CO2-Emissionen des Verkehrs sind gestiegen
Der Rückgang von mehr als 50 Millionen Tonnen Kohlendioxid (CO2) im Vergleich zum Vorjahr gehe allerdings nur auf die Stromproduktion zurück. Die erneuerbaren Energien - also Wind-, Solar- und Wasserkraft sowie Biomasse - hätten einen Rekordanteil von 42,6 Prozent des Bruttostromverbrauchs gedeckt, heißt es in der Auswertung weiter.
Der gestiegene CO2-Preis der EU für die Energiewirtschaft habe die klimaschädliche Stromgewinnung aus Stein- und Braunkohle weniger rentabel gemacht, sie sei deswegen stark zurückgegangen. Die Stromproduktion aus Erdgas habe deutlich zugelegt. Erdgas ist zwar auch ein fossiler Brennstoff, aber weniger klimaschädlich als Kohle.
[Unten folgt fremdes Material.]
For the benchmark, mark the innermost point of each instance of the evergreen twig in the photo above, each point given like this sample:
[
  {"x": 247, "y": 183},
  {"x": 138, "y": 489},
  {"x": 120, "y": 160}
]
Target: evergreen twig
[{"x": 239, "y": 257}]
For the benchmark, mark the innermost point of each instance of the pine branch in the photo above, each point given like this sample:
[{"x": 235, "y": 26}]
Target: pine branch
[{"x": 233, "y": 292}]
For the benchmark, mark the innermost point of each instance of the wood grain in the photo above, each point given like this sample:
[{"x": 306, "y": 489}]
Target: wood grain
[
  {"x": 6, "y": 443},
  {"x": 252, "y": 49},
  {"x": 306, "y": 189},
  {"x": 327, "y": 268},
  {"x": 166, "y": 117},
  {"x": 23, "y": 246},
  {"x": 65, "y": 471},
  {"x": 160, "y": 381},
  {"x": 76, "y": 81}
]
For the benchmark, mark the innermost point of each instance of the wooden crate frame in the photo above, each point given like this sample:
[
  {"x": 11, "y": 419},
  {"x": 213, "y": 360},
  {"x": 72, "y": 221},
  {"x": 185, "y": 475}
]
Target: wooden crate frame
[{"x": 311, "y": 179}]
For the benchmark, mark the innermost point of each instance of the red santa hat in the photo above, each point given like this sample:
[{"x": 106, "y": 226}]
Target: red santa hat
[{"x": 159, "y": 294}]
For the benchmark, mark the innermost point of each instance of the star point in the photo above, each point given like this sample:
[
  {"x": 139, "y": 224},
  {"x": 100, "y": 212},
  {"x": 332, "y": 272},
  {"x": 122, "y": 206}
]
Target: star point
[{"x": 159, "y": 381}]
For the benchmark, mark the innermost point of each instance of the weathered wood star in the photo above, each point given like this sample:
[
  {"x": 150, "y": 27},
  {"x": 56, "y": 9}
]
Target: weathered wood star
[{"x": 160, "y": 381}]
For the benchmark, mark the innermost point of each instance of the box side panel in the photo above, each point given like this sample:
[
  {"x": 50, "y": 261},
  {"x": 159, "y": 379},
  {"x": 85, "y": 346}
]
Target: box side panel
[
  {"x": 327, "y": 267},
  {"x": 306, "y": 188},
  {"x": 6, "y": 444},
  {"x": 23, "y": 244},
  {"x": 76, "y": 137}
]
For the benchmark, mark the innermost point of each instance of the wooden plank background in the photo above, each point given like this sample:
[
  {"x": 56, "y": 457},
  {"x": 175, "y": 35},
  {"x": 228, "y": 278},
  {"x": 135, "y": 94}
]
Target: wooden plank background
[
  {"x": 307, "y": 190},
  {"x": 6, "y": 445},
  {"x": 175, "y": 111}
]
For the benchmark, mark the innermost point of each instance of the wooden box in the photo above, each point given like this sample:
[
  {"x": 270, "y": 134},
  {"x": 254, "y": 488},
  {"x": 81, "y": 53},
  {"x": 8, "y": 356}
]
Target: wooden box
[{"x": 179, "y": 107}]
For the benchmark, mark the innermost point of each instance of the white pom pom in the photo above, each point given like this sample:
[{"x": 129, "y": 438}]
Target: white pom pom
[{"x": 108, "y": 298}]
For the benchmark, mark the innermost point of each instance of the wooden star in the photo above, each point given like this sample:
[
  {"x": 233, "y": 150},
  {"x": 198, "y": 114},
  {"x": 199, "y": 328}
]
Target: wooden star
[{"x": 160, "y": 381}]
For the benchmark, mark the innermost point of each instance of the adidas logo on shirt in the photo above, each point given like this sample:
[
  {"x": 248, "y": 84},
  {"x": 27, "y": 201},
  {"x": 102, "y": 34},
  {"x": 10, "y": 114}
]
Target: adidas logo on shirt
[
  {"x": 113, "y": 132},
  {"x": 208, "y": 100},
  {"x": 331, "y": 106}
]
Im Verkehr dagegen seien die Treibhausgas-Emissionen gestiegen - auch wegen des SUV-Trends. Diese Fahrzeuge sind groß und verbrauchen vergleichsweise viel Sprit, ihr Absatz steigt trotz der Klimaschutz-Debatte in Deutschland stark.
Der Verbrauch von Diesel und Benzin nahm 2019 zu. Dasselbe gilt für Heizöl - dabei spielte nach Einschätzung von Agora-Direktor Patrick Graichen aber eine große Rolle, dass Heizöltanks auf Vorrat gefüllt wurden.
Welchen Anteil hat die Politik?
Der überraschend deutliche Rückgang des deutschen Treibhausgas-Ausstoßes ist aus Sicht von Bundesumweltministerin Svenja Schulze auch ein Verdienst der Politik.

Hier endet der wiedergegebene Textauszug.